Uang Palsu, Ritual, dan Modus Penggandaan Uang: Polisi Ungkap Peran Oknum Ustaz di Pandeglang
D'On, Serang – Direktorat Reserse Kriminal Umum (Ditreskrimum) Polda Banten mengungkap kasus peredaran uang palsu yang mengejutkan publik. Seorang oknum ustaz dari sebuah pondok pesantren di wilayah Cigeulis, Pandeglang, Banten, diduga memanfaatkan citra religiusnya untuk menjalankan modus penipuan berkedok penggandaan uang.
Dalam penggerebekan yang dilakukan di kamar pribadi pelaku, polisi menemukan ribuan lembar uang palsu pecahan Rp 100.000 dengan nilai total Rp 260 juta. Tak hanya itu, uang palsu dalam mata uang yuan dan uang asli senilai Rp 23 juta juga turut diamankan sebagai barang bukti. Menurut Kombes Pol Dian Setiawan, Dirkrimum Polda Banten, pelaku mengaku mampu “menggandakan” uang hingga 20 kali lipat dari jumlah yang diserahkan oleh korban.

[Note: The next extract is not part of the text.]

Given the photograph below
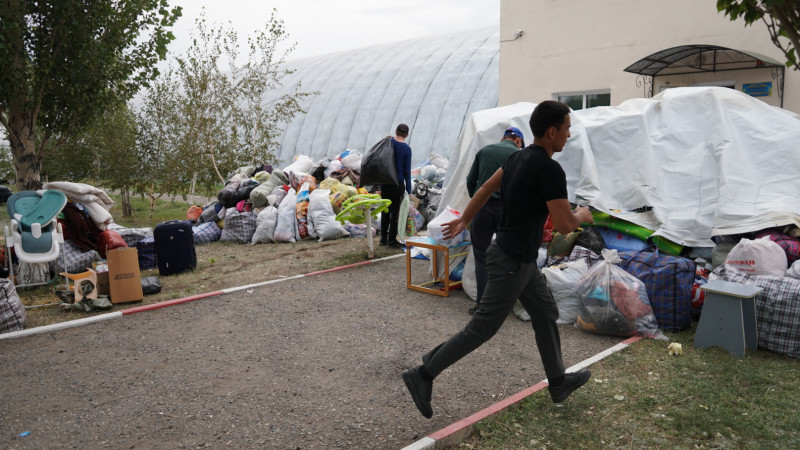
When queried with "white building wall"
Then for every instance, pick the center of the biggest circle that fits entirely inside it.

Ruang Ritual dan Janji Manis Pelaku
Pengungkapan kasus ini berawal dari laporan masyarakat yang curiga dengan aktivitas mencurigakan di pondok pesantren tersebut. Polisi menemukan kamar pelaku yang telah disulap menjadi ruang ritual, lengkap dengan kain putih yang digunakan untuk membungkus uang asli milik korban. Pelaku meyakinkan para korban bahwa uang mereka akan “berlipat ganda” setelah melalui ritual khusus yang dia klaim sebagai bagian dari ilmu spiritual.
"Pelaku ini menggunakan tipu muslihat dengan memanfaatkan kepercayaan masyarakat terhadap sosok religius. Ia menjanjikan kekayaan instan, sesuatu yang sangat menarik bagi korban yang mungkin sedang menghadapi kesulitan ekonomi," jelas Kombes Pol Dian Setiawan dalam konferensi pers, Rabu (15/1/2025).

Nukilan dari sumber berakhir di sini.